Nevertheless, according to researcher Carl-Gustaf Bornehag, the link between chemicals in plastics and negative effects on human health has been noted in a number of studies. And experiments on cells and animals confirm these conclusions. And these conclusions are quite disappointing:

When plastic microparticles enter the body frequently, fertility, male sexual function, immune system, risk of type 2 diabetes, cardiovascular disease, and obesity are primarily affected.

In addition, plastic chemicals affect cognitive function. Exposure to bisphenol A at an early age is associated with impaired brain development, as well as an increased risk of childhood shortness of breath and asthma. And exposure to phthalates during fetal development can lead to low IQ, attention problems, and communication difficulties.

Although many companies now make phthalate- and bisphenol A-free plastics, scientists question the safety of their equivalents: many of them function similarly to the harmful substances they replace.

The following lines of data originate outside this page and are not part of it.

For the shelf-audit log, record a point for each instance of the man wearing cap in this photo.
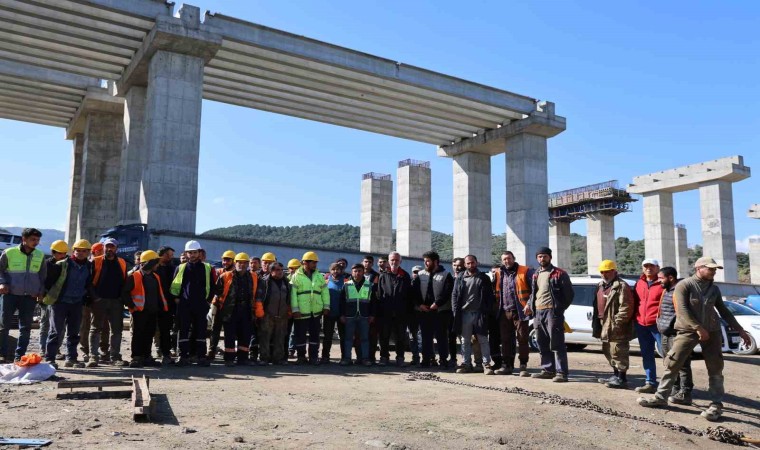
(550, 295)
(612, 322)
(109, 275)
(697, 298)
(647, 297)
(309, 301)
(22, 283)
(192, 289)
(144, 295)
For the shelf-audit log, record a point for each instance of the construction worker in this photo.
(433, 287)
(551, 293)
(512, 282)
(109, 275)
(273, 313)
(309, 301)
(167, 330)
(228, 265)
(235, 299)
(612, 322)
(357, 304)
(59, 250)
(145, 296)
(193, 291)
(98, 249)
(698, 305)
(335, 280)
(70, 282)
(22, 283)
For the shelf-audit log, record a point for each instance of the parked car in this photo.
(749, 319)
(578, 317)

What should we do to reduce the harmful effects of plastic on the body?

Experts recommend that you develop these four habits:

  1. Try to eat fresh fruits and vegetables. This will reduce the risk of chemicals from plastic packaging getting into your food;
  2. Don’t heat food in plastic utensils;
  3. Store food in glass or metal utensils;
  4. Do not use plastic utensils with recycling codes 3 (contains phthalates), 6 (styrene), and 7 (bisphenols).

Unfortunately, these habits do not guarantee 100% that plastic will not get into your body. Why? Because polymers are not only in cookware today, but everywhere. Bisphenol A can even be found on cash register receipts and boxes today. And phthalates are even more common. They are present in medications and the coating of food additives, in thickeners, lubricants and emulsifiers. And also in medical devices, cleaning products, paint and plasticine, fabrics, sex toys, liquid soaps and nail polish.

Those substances that do not enter our bodies directly end up in landfills. They gradually decompose to microplastics and absorb harmful compounds, all of which then end up in water and food. Nevertheless, any attempt to reduce the amount of plastic in our bodies is worthwhile.